The petitioner, as the commanding officer of a Naval Reserve unit, was not required to finance a dinner for his officers and their wives. However, he contends that the function was to promote goodwill and greater cooperation, thereby increasing the achievement of the unit and in turn increasing the petitioner's chances of promotion. He claims that the expense is an ordinary and necessary business expense related to his position as commander in the Naval Reserve. Again, we disagree with petitioner's contention. In Bercaw v. Commissioner, 165 F.2d 521 (C.A. 4, 1948), affirming a Memorandum Opinion of this Court, the Court of Appeals held that a voluntary expense of an army officer was a personal expenditure and not an ordinary and necessary expense within the meaning of section 23(a) (1) (A) (precursor to section 162) when the expenditure 11 was not required by regulation or order. The reasoning of that case is applicable to deny the deduction in the case at bar. See also Commissioner v. Notch, 180 F.2d 859 (C.A. 6, 1950), reversing 11 T.C. 777 (1949), and Rev. Rul. 55-201, 1955-1 C.B. 269.
The fourth issue is whether certain related expenses incurred by petitioner in gaining admission to the State Bar of Arizona after he was already admitted as a member of the State Bar of California are deductible under section 162(a) or section 212(1).
All of the expenses in question on this issue were directly related to petitioner's attempt to gain admission to practice before the Bar of Arizona. In Arthur E. Ryman, Jr., 51 T.C. 799 (1969), similar expenses involved with the taxpayer's admission to a second State Bar were held not to be deductible under section 162 because the benefits of admission to the Bar are of an infinite duration which extend beyond the year in which the expense was incurred and expenditures related to such benefits are in the nature of capital expenditure. We adopt the reasoning of that case at bar. Furthermore, since the expenses are capital in nature and not the type of expense allowable under section 162, petitioner's contention that section 212 would allow a deduction herein is incorrect. See McDonald v. Commissioner, 323 U.S. 57 (1944); and James B. Cary, 56 T.C. 477, 483 (1971), affd. 460 F.2d 1259 (C.A. 4, 12 1972).
The petitioner attempts to distinguish the Ryman case from the present situation in that the petitioner herein intends to practice law full time, whereas Ryman intended to function principally as a law professor and only secondarily as a practicing attorney in the second State in which he was admitted. This distinction is insignificant and does not affect the capital nature of the expenditure in question.

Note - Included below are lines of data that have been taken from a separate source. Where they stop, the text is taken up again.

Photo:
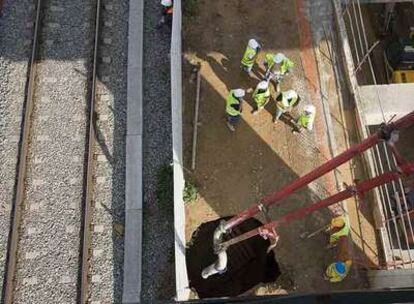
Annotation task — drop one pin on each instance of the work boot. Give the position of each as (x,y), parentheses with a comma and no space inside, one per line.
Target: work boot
(231,127)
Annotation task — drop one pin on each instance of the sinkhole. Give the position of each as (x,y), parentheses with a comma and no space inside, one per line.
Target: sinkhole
(248,262)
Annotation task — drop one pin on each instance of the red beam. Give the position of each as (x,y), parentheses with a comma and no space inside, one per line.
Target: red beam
(300,213)
(277,197)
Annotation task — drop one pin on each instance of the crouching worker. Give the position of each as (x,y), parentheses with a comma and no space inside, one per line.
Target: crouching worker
(261,96)
(338,270)
(305,120)
(234,108)
(167,10)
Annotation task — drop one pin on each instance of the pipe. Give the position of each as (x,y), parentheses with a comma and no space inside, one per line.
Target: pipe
(220,266)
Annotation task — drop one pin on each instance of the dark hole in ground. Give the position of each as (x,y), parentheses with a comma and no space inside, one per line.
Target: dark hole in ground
(248,262)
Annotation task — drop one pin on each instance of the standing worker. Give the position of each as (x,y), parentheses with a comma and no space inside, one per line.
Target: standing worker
(338,270)
(338,228)
(167,10)
(250,55)
(305,120)
(285,101)
(261,96)
(277,67)
(234,108)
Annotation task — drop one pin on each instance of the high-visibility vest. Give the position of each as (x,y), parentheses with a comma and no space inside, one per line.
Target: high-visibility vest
(231,100)
(269,59)
(286,65)
(249,56)
(306,120)
(261,98)
(344,231)
(285,104)
(334,276)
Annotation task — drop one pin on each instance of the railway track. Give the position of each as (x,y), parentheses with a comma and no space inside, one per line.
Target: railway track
(50,235)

The final issue is concerned with a deduction claimed under section 217. 3
The petitioner claimed as a deduction under section 217(b) (1) (E) 4 the cost of installing a telephone in his Tucson home. He contends this is a reasonable expense incidental to the purchase of his new home which would otherwise be taken into account in determining the basis of the new residence. We disagree. Clearly, the reasonable expenses incident to the 13 purchase of a new home as found in section 217 were not intended to include the expense in question. See H. Rept.No. 91-413, part 1, at 76, 91st Cong., 1st Sess. (1969), 1969-3 C.B. 200.
The purchase-related expenses include attorneys' fees, escrow fees, appraisal fees, title costs, "points" or loan placement charges which do not represent interest, and similar expenses reasonable necessary to effect the purchase of the new residence, but do not include prorations of real estate taxes or amounts which represent payments or prepayments of interest and do not include the purchase price of the residence.
Decision will be entered under Rule 50.